[
https://issues.apache.org/jira/browse/YARN-8181?page=com.atlassian.jira.plugin.system.issuetabpanels:comment-tabpanel&focusedCommentId=16444491#comment-16444491
]
Shane Kumpf commented on YARN-8181:
-----------------------------------
[~sajavadi] - Thanks for the report and your interest in this feature! The
documentation is available here:
[http://hadoop.apache.org/docs/current/hadoop-yarn/hadoop-yarn-site/DockerContainers.html]
Regarding the behavior above, the container completed successfully and very
quickly. I expect the image isn't privileged/trusted (and the ENTRYPOINT/CMD in
your Dockerfile is something like {{bash}}).
As a result of being a non-privileged/untrusted image, the MR launcher script
is not executed in the container so the PI mapper/reducers never actually run
here. Instead, whatever is set in the Dockerfile will be executed in the
container. If the Dockerfile is setup to use a command that will not keep the
container alive, the container completes very quickly, as you saw.
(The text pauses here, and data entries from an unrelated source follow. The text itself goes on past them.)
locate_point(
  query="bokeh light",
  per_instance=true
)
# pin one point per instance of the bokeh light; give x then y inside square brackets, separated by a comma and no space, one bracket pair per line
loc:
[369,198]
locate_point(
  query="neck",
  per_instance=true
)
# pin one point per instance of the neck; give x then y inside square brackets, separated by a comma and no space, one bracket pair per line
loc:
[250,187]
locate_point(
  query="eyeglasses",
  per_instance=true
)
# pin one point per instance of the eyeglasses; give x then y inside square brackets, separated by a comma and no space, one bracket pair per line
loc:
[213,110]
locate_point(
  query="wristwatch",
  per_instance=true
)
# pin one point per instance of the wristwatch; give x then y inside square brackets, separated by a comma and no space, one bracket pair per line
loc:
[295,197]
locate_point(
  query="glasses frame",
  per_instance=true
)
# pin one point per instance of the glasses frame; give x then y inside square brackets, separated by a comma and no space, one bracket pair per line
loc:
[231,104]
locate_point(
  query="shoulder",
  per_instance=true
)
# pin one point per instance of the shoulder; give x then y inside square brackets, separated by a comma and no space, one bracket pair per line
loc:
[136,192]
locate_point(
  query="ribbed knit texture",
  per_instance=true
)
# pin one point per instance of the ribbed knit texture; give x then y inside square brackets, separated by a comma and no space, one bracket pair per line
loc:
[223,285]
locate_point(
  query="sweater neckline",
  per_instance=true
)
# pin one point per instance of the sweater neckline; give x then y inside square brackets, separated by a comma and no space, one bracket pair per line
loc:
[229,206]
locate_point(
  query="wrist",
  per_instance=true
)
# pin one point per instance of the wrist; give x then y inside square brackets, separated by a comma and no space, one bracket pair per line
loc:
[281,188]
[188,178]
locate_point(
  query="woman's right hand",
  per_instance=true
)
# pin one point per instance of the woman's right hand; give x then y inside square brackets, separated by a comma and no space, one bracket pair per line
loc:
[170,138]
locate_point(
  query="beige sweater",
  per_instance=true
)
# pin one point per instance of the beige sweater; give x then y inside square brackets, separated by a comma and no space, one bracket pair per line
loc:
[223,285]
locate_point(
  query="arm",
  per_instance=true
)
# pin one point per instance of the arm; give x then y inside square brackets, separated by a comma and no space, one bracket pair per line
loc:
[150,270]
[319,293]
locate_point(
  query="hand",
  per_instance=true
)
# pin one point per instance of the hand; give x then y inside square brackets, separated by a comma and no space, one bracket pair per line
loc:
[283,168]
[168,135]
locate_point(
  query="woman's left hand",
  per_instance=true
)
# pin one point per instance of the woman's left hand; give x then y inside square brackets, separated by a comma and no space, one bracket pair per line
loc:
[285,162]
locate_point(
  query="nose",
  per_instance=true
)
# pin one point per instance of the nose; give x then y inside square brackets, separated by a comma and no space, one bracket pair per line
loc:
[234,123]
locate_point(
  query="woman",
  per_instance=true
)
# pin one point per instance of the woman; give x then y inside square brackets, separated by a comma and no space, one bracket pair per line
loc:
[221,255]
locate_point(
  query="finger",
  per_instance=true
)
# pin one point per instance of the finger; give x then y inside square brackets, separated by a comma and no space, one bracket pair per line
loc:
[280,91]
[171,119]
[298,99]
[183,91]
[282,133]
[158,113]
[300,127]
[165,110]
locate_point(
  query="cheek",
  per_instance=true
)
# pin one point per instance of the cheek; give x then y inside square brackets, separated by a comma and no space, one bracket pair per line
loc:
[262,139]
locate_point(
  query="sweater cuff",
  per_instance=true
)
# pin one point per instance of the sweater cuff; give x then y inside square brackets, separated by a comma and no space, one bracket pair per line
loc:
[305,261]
Can you try the following to add this image as privileged/trusted and rerun the
pi job?
# Add {{docker.privileged-containers.registries}} to
{{container-executor.cfg}} under the {{[docker]}} section with the value
{{local}} (if the configuration already exists, append {{local}} to the list).
# Tag the {{hadoop-ubuntu}} image with so that it is in the {{local}}
namespace with {{docker tag hadoop-ubuntu:latest local/hadoop-ubuntu:latest}}.
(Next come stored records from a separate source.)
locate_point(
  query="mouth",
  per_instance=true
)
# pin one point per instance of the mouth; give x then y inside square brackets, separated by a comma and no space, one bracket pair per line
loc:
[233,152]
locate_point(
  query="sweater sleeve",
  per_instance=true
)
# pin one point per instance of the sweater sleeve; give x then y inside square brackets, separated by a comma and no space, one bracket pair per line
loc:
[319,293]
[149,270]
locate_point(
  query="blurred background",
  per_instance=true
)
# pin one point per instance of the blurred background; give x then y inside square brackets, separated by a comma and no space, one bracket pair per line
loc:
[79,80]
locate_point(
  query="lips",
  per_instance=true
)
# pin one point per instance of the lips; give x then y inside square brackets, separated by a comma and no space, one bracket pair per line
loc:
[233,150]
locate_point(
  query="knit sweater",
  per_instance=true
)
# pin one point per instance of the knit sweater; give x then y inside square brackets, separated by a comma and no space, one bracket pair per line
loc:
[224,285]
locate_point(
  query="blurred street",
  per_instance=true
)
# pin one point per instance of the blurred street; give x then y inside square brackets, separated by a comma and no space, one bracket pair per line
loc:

# Change {{YARN_CONTAINER_RUNTIME_DOCKER_IMAGE}}'s value to
{{local/hadoop-ubuntu:latest}}.
Let me know if that works and I'll open an issue to update the documentation
with similar pointers.
> Docker container run_time
> -------------------------
>
> Key: YARN-8181
> URL: https://issues.apache.org/jira/browse/YARN-8181
> Project: Hadoop YARN
> Issue Type: Bug
> Reporter: Seyyed Ahmad Javadi
> Priority: Major
>
> Hi All,
> I want to use docker container run time but could not solve the facing
> problem. I am following the guide below and the NM log is as follows. I can
> not see any docker containers to be created. It works when I use default LCE.
> Please also find how I submit a job at the end as well.
> Do you have any guide on how can I make Docker rum_time works?
> May you please let me know how can use LCE binary to make sure my docker
> setup is correct?
> I confirmed that "docker run" works fine. I really like this developing
> feature and would like to contribute to it. Many thanks in advance.
> [https://hadoop.apache.org/docs/current/hadoop-yarn/hadoop-yarn-site/DockerContainers.html]
> {code:java}
> NM LOG:
> ...
> 2018-04-19 11:49:24,568 INFO SecurityLogger.org.apache.hadoop.ipc.Server:
> Auth successful for appattempt_1524151293356_0005_000001 (auth:SIMPLE)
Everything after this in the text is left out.